2016-05-12

training a photometric-redshift method with a single redshift

Boris Leistedt dropped in today and we discussed his methods to build a physically possible model of galaxy spectral energy distributions and therefore photometric redshifts, but with an exceedingly flexible model. His method is brilliant because it is entirely data-driven (no fixed templates) and yet it respects the physics of special relativity (the Doppler shift), which the machine-learning methods do not.

He made the amusing point that his method can be trained with a training set that contains literally a single galaxy with a spectroscopic redshift!
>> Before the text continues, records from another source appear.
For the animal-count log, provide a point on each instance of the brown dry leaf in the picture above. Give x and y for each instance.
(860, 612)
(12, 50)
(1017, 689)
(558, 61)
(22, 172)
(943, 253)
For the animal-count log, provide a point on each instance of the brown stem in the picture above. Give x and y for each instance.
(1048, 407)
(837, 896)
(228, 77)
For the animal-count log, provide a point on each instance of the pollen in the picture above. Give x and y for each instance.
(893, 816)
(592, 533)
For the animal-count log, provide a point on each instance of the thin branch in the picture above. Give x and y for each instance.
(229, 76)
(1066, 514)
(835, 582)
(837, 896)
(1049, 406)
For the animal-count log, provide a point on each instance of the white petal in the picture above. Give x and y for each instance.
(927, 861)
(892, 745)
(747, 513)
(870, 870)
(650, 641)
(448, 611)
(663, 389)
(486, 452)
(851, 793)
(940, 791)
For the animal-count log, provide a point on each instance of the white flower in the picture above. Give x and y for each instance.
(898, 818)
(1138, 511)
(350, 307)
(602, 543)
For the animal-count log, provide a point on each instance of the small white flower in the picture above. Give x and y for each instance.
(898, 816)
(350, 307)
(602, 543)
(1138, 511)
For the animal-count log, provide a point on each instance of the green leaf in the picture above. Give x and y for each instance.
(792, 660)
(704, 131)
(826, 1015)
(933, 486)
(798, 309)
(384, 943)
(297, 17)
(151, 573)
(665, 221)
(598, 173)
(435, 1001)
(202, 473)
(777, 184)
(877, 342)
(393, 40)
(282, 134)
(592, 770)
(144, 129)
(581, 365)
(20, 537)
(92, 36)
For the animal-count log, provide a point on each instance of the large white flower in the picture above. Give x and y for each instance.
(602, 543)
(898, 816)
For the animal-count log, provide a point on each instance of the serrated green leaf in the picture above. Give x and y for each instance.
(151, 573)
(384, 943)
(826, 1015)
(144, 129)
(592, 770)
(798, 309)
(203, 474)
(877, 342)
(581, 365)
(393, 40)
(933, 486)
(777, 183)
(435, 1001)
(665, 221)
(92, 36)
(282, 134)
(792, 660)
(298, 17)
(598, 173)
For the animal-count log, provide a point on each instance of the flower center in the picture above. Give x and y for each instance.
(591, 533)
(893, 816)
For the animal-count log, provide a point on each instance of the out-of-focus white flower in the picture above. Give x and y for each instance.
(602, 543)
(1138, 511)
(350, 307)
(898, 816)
That is, if you even have only one single redshift, you can put photometric redshifts (with, admittedly, large error bars) on all the other photometric galaxies! That is a property that no other data-driven method has. The point is that if you have multi-wavelength data on a single galaxy with a redshift, you can make rough predictions about how other galaxies would look at other redshifts.

His real breakthrough is the idea of using Gaussian processes to put priors on the spectral energy distributions (templates): If the SEDs are drawn from a Gaussian process, then all of the photometry (which consists of linear projections of the SEDs) is also drawn from a Gaussian process. We discussed the magic of all of this.

I also read a proposal by Daniela Huppenkothen, and wrote words in my inference-of-variances paper.